O mestre de obras Kha e sua esposa Merit foram sepultados há mais de 3,4 mil anos com tudo o que tinham direito. Entre os mais de 440 objetos encontrados junto ao rico (e mumificado) casal egípcio, havia potes de comida que ainda guardam, cada um, cheiros específicos. Agora, cientistas investigaram esses aromas para descobrir os segredos da tumba.

Chamada de Tumba de Kha ou TT8, ela foi encontrada em 1906, na necrópole Deir el-Medina (na cidade egípcia de Luxor), pelo italiano Ernesto Schiaparelli. Na época, Ernesto era diretor do Museu Egípcio da Itália, em Turim – e foi para lá que o conjunto funerário foi levado para exibição. (Você pode até conferi-lo neste tour virtual do site do museu.)

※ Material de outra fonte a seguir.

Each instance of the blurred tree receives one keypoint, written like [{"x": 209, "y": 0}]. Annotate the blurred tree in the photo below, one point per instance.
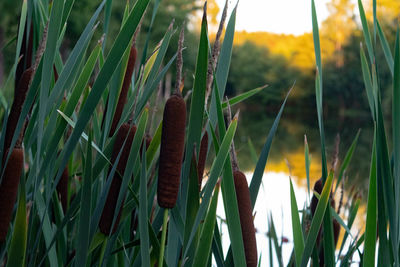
[
  {"x": 8, "y": 28},
  {"x": 339, "y": 25}
]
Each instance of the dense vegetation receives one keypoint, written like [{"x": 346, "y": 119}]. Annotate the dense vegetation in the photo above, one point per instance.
[{"x": 106, "y": 130}]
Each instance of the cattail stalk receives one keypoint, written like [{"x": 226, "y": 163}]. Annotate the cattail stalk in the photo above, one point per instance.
[
  {"x": 172, "y": 143},
  {"x": 246, "y": 218},
  {"x": 124, "y": 90},
  {"x": 9, "y": 189},
  {"x": 202, "y": 157},
  {"x": 172, "y": 147},
  {"x": 212, "y": 63},
  {"x": 62, "y": 189},
  {"x": 16, "y": 108},
  {"x": 125, "y": 132}
]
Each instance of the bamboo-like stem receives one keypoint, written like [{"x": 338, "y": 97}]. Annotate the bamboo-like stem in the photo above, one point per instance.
[
  {"x": 212, "y": 63},
  {"x": 179, "y": 61},
  {"x": 163, "y": 237},
  {"x": 235, "y": 165}
]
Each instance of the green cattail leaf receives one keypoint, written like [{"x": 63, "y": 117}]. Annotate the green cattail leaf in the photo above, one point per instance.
[
  {"x": 204, "y": 247},
  {"x": 385, "y": 181},
  {"x": 370, "y": 226},
  {"x": 319, "y": 88},
  {"x": 396, "y": 125},
  {"x": 367, "y": 35},
  {"x": 47, "y": 73},
  {"x": 84, "y": 217},
  {"x": 253, "y": 153},
  {"x": 367, "y": 82},
  {"x": 262, "y": 160},
  {"x": 154, "y": 146},
  {"x": 296, "y": 227},
  {"x": 242, "y": 97},
  {"x": 274, "y": 237},
  {"x": 191, "y": 208},
  {"x": 229, "y": 196},
  {"x": 47, "y": 229},
  {"x": 196, "y": 107},
  {"x": 307, "y": 165},
  {"x": 153, "y": 78},
  {"x": 347, "y": 159},
  {"x": 352, "y": 215},
  {"x": 71, "y": 64},
  {"x": 215, "y": 172},
  {"x": 132, "y": 159},
  {"x": 22, "y": 23},
  {"x": 143, "y": 216},
  {"x": 17, "y": 250},
  {"x": 222, "y": 70},
  {"x": 317, "y": 220},
  {"x": 386, "y": 48},
  {"x": 107, "y": 16},
  {"x": 121, "y": 43},
  {"x": 84, "y": 135}
]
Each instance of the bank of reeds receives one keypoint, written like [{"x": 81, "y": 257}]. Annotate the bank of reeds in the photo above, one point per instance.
[{"x": 115, "y": 220}]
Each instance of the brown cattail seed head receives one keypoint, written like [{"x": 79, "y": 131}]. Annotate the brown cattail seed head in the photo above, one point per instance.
[
  {"x": 171, "y": 151},
  {"x": 202, "y": 157},
  {"x": 246, "y": 218},
  {"x": 109, "y": 208},
  {"x": 9, "y": 189},
  {"x": 124, "y": 90}
]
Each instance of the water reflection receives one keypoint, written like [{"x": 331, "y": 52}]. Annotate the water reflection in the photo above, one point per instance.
[{"x": 274, "y": 199}]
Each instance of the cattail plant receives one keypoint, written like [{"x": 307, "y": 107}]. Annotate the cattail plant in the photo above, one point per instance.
[
  {"x": 124, "y": 90},
  {"x": 171, "y": 148},
  {"x": 172, "y": 143},
  {"x": 25, "y": 61},
  {"x": 336, "y": 226},
  {"x": 19, "y": 99},
  {"x": 202, "y": 157},
  {"x": 9, "y": 189},
  {"x": 126, "y": 131},
  {"x": 246, "y": 217},
  {"x": 244, "y": 206}
]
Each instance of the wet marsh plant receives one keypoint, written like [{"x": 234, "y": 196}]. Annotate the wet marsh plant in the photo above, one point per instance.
[{"x": 115, "y": 220}]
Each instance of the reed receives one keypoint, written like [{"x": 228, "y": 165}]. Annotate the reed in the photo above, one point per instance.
[
  {"x": 202, "y": 157},
  {"x": 246, "y": 218},
  {"x": 9, "y": 189},
  {"x": 127, "y": 132},
  {"x": 172, "y": 142},
  {"x": 16, "y": 108},
  {"x": 124, "y": 90}
]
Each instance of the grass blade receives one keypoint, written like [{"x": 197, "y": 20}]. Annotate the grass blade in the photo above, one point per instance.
[
  {"x": 296, "y": 226},
  {"x": 143, "y": 217},
  {"x": 386, "y": 48},
  {"x": 196, "y": 106},
  {"x": 347, "y": 159},
  {"x": 370, "y": 227},
  {"x": 215, "y": 172},
  {"x": 317, "y": 220},
  {"x": 86, "y": 198},
  {"x": 242, "y": 97},
  {"x": 203, "y": 249},
  {"x": 262, "y": 160},
  {"x": 367, "y": 35},
  {"x": 17, "y": 250}
]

Das pessoas que não pertenciam à realeza, esse é o conjunto mais abundante e bem preservado já encontrado no Egito, com móveis, ferramentas, tecidos e cerâmicas diversas – algumas com alimentos, promovendo os tradicionais banquetes funerários.

Cientistas investigaram o interior de frascos fechados dentro da tumba de um casal para descobrir quais alimentos estavam guardados lá. Confira.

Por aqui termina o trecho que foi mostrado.